National Council of Churches in Australia
- Founded: 1994
- Website: ncca.org.au

= National Council of Churches in Australia =

Christian ecumenical group

The National Council of Churches in Australia (NCCA) is an ecumenical organisation bringing together a number of Australia's Christian churches in dialogue and practical cooperation.
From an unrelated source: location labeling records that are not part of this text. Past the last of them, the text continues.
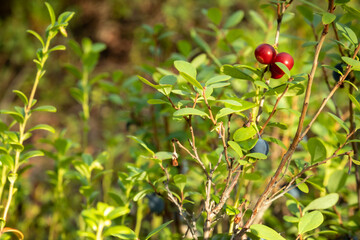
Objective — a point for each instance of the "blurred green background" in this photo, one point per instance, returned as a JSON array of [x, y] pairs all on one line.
[[139, 36]]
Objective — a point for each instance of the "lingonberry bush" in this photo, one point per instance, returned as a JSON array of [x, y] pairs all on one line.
[[245, 136], [232, 109]]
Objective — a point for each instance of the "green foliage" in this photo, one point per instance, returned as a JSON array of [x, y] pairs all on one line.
[[196, 107]]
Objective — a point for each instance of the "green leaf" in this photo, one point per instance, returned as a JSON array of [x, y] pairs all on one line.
[[189, 111], [350, 10], [256, 155], [73, 70], [158, 229], [230, 102], [121, 232], [156, 101], [22, 96], [185, 67], [31, 154], [302, 187], [261, 84], [306, 12], [140, 195], [236, 147], [215, 15], [258, 20], [235, 72], [35, 34], [355, 64], [46, 108], [43, 127], [337, 180], [265, 232], [277, 141], [354, 101], [58, 48], [347, 32], [216, 79], [224, 112], [234, 19], [163, 155], [284, 68], [310, 221], [65, 17], [3, 150], [180, 181], [7, 160], [191, 80], [317, 150], [253, 176], [244, 133], [323, 202], [340, 121], [147, 82], [312, 5], [51, 13], [199, 41], [291, 219], [142, 144], [327, 18], [17, 116], [17, 146]]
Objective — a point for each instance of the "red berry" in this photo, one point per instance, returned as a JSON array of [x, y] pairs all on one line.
[[284, 58], [274, 74], [265, 53]]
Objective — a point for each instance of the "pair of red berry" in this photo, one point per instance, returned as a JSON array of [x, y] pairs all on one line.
[[266, 54]]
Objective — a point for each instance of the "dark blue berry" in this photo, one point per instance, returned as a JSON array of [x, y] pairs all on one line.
[[261, 146]]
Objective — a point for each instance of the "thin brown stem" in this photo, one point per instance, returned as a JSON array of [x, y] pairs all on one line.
[[337, 38], [174, 200], [209, 108], [274, 108], [354, 146], [342, 79], [273, 182]]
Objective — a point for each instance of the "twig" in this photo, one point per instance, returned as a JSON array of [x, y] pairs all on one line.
[[296, 140], [209, 108], [354, 146], [287, 188], [341, 80], [195, 157], [173, 199], [274, 108], [337, 38]]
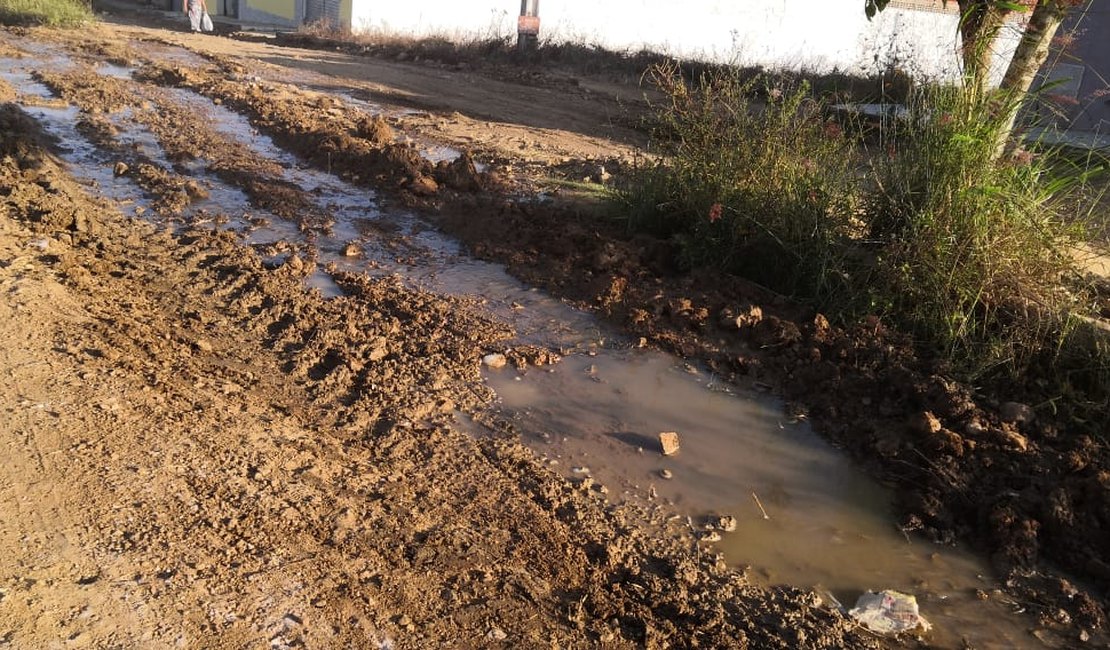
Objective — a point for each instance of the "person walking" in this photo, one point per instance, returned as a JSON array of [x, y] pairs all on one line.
[[197, 10]]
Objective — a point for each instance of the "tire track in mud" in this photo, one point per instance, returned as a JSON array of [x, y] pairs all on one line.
[[283, 467], [184, 136]]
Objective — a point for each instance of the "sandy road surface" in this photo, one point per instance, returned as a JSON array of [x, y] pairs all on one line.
[[200, 454]]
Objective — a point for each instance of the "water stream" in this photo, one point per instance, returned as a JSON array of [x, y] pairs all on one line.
[[806, 516]]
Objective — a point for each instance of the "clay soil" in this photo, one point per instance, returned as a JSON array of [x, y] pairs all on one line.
[[201, 454]]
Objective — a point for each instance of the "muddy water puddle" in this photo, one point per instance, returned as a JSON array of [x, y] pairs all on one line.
[[805, 515]]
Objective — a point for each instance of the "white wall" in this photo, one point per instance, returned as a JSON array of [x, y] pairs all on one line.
[[816, 34]]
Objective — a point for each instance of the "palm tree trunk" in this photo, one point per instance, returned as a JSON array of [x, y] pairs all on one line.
[[1031, 53]]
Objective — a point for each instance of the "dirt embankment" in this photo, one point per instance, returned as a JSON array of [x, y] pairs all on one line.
[[1030, 487], [202, 454]]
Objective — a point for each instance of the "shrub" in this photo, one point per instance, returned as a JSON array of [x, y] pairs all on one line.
[[977, 250], [66, 13]]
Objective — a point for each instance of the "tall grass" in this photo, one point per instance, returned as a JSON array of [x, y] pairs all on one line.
[[925, 225], [62, 13]]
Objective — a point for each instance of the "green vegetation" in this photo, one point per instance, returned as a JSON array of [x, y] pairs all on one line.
[[64, 13], [749, 188], [918, 220]]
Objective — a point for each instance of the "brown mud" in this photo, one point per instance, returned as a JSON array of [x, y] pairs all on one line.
[[202, 454], [330, 490]]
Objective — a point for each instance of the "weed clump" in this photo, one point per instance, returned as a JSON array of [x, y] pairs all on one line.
[[762, 189], [60, 13], [920, 221]]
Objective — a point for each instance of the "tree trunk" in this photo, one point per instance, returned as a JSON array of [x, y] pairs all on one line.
[[1031, 53]]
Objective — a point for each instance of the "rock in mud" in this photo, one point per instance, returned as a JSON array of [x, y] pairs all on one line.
[[423, 185], [889, 612], [460, 174], [668, 443], [374, 129], [925, 424]]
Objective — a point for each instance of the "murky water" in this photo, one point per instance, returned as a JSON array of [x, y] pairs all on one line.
[[805, 515]]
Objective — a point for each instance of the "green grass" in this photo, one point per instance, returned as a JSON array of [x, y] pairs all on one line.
[[62, 13], [763, 190]]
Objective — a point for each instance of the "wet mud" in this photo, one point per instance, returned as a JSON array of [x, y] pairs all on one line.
[[258, 465]]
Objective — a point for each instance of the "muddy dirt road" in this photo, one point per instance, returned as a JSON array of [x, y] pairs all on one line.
[[241, 408], [201, 453]]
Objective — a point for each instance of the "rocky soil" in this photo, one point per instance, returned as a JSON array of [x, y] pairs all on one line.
[[203, 454]]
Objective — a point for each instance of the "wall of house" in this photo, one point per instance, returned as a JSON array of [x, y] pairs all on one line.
[[1080, 71], [816, 34]]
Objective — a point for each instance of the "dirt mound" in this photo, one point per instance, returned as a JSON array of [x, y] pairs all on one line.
[[1031, 494]]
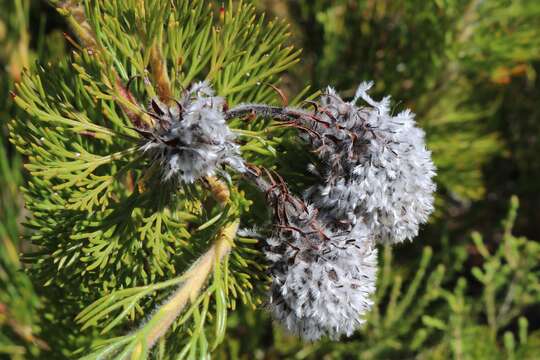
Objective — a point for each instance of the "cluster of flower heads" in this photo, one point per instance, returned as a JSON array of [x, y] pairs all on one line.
[[191, 138], [322, 276], [376, 187], [376, 168]]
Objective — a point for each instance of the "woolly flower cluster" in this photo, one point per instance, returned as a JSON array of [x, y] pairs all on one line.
[[191, 139], [377, 169], [322, 278]]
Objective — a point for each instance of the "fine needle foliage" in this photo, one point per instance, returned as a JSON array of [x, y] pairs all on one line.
[[121, 259], [111, 237], [448, 61]]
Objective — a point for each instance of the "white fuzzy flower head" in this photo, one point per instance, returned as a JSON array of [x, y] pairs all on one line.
[[191, 139], [377, 168], [322, 280]]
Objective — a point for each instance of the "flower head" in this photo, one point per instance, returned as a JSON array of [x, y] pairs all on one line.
[[377, 169], [191, 139]]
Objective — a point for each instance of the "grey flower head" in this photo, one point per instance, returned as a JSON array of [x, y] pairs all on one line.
[[377, 169], [321, 285], [191, 139], [323, 277]]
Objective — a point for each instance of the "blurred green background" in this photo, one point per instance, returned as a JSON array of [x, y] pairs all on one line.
[[468, 287]]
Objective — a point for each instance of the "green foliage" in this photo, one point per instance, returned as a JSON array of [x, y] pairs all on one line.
[[107, 245], [106, 228], [436, 309], [446, 60]]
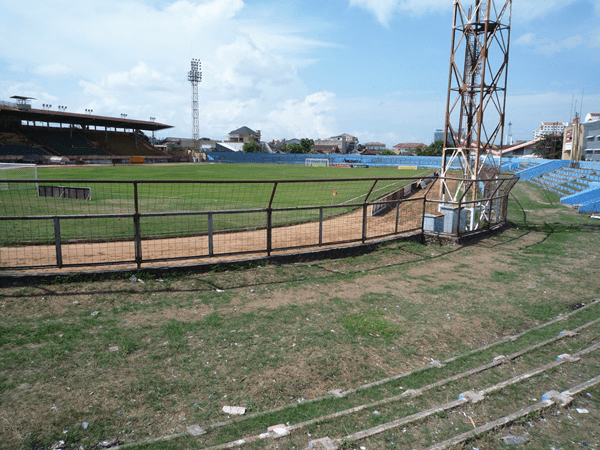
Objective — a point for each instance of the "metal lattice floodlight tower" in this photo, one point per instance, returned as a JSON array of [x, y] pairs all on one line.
[[194, 77], [474, 125]]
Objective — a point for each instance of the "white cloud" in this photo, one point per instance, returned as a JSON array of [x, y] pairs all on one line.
[[52, 70], [381, 9], [549, 47], [310, 117], [523, 11], [132, 56]]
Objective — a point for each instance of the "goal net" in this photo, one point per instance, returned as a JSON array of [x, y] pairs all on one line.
[[319, 162], [13, 171]]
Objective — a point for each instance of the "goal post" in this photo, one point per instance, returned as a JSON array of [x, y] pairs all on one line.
[[16, 171], [319, 162]]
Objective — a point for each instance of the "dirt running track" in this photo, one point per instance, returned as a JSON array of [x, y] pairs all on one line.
[[230, 246]]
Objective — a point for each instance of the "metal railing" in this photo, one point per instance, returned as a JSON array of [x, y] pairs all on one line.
[[154, 222]]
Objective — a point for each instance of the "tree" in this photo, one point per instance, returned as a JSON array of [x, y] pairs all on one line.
[[549, 147], [307, 145], [252, 147]]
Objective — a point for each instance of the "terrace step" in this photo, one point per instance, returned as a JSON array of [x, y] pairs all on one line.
[[581, 335]]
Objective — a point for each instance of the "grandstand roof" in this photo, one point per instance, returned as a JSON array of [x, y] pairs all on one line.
[[42, 115]]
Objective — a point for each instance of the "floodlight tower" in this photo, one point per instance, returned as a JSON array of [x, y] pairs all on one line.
[[476, 102], [194, 77]]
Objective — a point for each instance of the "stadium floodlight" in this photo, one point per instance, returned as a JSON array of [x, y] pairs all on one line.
[[194, 77], [152, 119]]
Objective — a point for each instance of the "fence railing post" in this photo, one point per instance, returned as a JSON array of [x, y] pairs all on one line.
[[270, 221], [210, 236], [57, 242], [365, 207], [320, 226], [137, 239]]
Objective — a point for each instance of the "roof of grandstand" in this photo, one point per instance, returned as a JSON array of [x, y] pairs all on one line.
[[11, 112]]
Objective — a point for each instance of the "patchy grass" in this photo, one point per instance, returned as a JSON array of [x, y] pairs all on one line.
[[139, 361]]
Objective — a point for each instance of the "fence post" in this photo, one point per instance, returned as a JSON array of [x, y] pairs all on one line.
[[270, 221], [397, 216], [57, 242], [320, 226], [365, 206], [210, 236], [137, 229]]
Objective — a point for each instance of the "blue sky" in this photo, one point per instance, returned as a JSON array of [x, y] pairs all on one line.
[[376, 69]]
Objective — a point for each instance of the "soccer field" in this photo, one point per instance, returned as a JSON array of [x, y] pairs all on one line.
[[189, 188], [220, 172]]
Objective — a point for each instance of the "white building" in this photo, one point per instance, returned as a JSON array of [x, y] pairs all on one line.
[[550, 128]]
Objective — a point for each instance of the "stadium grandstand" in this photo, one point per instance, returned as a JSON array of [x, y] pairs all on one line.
[[44, 136]]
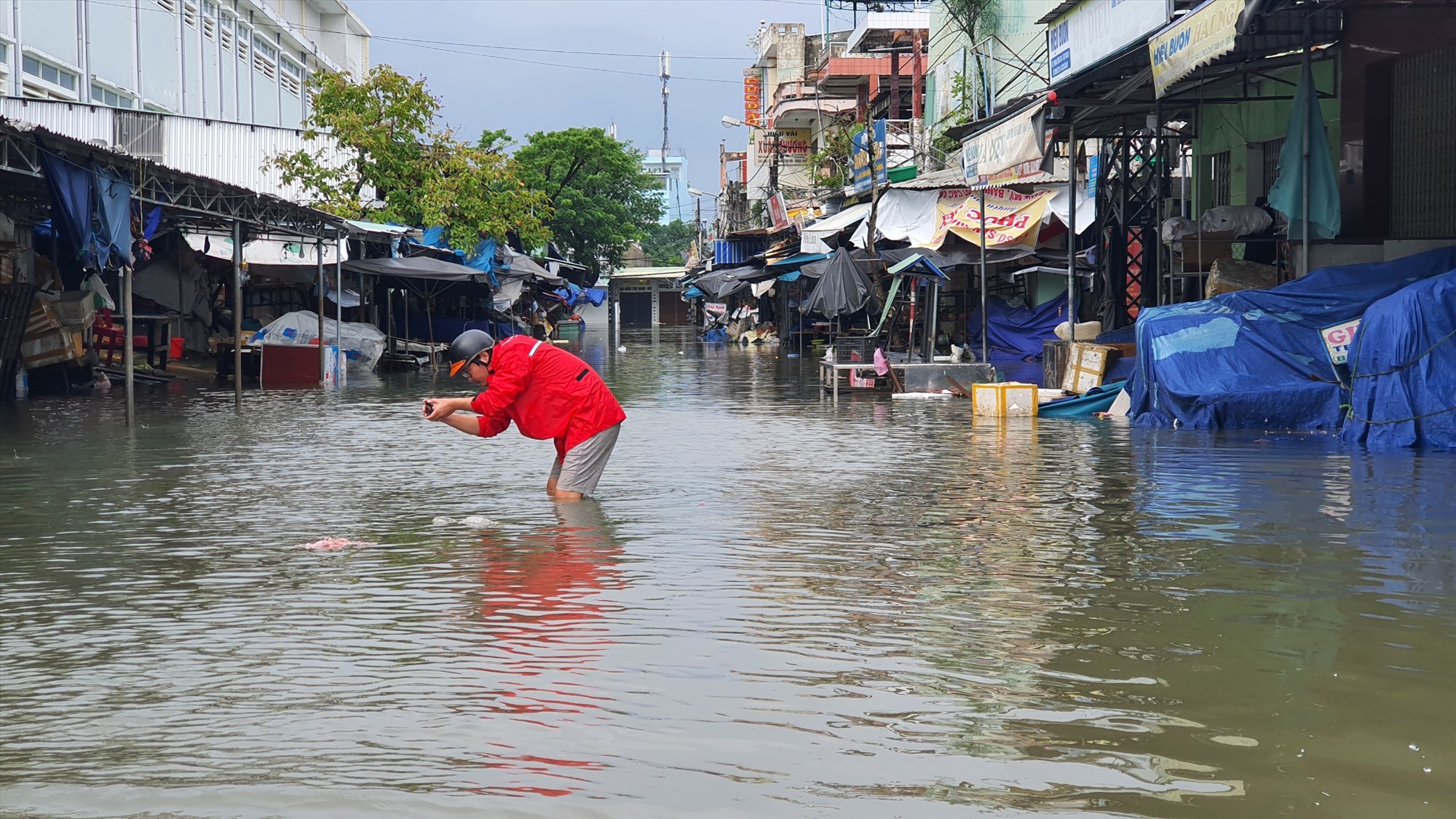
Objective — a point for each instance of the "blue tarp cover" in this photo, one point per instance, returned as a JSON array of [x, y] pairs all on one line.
[[1403, 369], [1256, 357], [1018, 331]]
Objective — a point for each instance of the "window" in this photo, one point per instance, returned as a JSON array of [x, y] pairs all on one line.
[[292, 78], [49, 72], [1222, 178]]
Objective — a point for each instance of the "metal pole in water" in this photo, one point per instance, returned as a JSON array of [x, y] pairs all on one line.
[[1072, 228], [238, 317], [324, 365], [129, 355], [1311, 98], [339, 308], [985, 323]]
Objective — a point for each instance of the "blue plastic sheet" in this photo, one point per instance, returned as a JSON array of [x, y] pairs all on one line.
[[113, 219], [1403, 369], [1256, 357], [1018, 331]]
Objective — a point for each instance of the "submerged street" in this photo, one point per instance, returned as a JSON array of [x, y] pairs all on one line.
[[777, 606]]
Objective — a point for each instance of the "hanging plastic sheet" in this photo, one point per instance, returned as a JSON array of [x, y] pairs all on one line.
[[1257, 357], [842, 290], [113, 219], [1403, 369], [1016, 330], [72, 207]]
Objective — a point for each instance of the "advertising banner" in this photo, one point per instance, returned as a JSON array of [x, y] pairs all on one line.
[[1096, 30], [860, 161], [1013, 221], [1199, 39], [1016, 142]]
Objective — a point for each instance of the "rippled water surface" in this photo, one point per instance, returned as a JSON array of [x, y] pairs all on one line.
[[777, 608]]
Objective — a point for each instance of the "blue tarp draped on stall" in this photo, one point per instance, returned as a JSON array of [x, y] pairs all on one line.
[[1256, 357], [1017, 331], [113, 219], [1403, 369], [72, 205]]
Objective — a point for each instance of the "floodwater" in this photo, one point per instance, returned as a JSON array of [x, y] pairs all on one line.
[[777, 606]]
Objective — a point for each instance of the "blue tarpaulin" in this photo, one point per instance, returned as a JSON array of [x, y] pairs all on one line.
[[113, 219], [1256, 357], [1403, 369], [1018, 331], [72, 207]]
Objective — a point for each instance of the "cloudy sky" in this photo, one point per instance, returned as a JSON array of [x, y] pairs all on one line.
[[523, 66]]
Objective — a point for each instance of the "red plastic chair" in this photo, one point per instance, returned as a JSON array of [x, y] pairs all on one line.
[[107, 336]]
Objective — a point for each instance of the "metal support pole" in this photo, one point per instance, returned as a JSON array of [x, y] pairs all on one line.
[[1311, 98], [339, 309], [1072, 228], [986, 355], [129, 360], [238, 317], [324, 365]]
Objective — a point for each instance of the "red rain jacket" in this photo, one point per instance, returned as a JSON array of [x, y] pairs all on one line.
[[548, 392]]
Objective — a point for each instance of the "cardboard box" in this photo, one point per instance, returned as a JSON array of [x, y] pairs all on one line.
[[1008, 400], [43, 318], [52, 347], [1087, 363], [76, 308]]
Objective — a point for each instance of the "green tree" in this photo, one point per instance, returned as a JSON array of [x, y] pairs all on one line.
[[388, 143], [665, 244], [601, 197]]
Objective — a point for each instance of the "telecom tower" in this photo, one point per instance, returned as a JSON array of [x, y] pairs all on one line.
[[675, 193]]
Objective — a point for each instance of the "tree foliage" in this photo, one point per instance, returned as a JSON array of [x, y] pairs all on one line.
[[391, 145], [601, 197], [665, 244]]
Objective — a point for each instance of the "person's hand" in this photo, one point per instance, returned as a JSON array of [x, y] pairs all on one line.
[[439, 408]]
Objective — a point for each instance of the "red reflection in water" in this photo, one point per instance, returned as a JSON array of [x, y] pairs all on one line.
[[544, 614]]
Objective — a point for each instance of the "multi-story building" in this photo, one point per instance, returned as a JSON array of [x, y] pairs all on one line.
[[234, 60], [672, 174], [816, 85], [970, 79]]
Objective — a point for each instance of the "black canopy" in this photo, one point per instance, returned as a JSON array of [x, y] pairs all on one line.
[[414, 267], [842, 290]]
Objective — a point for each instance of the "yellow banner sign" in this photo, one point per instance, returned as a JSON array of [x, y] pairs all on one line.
[[1199, 39], [1013, 221]]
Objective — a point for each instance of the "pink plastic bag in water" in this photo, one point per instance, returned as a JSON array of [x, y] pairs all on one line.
[[333, 544]]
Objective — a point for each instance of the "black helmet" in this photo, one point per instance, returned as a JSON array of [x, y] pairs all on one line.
[[467, 347]]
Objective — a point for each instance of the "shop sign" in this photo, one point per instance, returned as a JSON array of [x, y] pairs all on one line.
[[1339, 339], [777, 212], [860, 159], [1199, 39], [1013, 221], [1016, 142], [791, 145], [1096, 30], [752, 100]]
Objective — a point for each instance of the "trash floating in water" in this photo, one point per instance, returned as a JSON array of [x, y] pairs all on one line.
[[475, 521], [333, 544]]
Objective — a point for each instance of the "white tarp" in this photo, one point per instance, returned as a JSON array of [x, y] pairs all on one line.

The NCCA works in collaboration with state ecumenical councils around Australia. It is an associate council of the World Council of Churches, a member of the Christian Conference of Asia and a partner of other national ecumenical bodies throughout the world. "Act for Peace" is the international aid agency of the NCCA, which aims to empower war-torn communities to protect refugees, reduce poverty, prevent conflicts and manage disasters.

==Background==
The modern ecumenical movement began to take shape at the end of the 19th century. Initiatives among students and between church mission agencies led the way. In Australia these included the Australian Student Christian Movement, formed in 1896, and the National Missionary Council, created in 1926.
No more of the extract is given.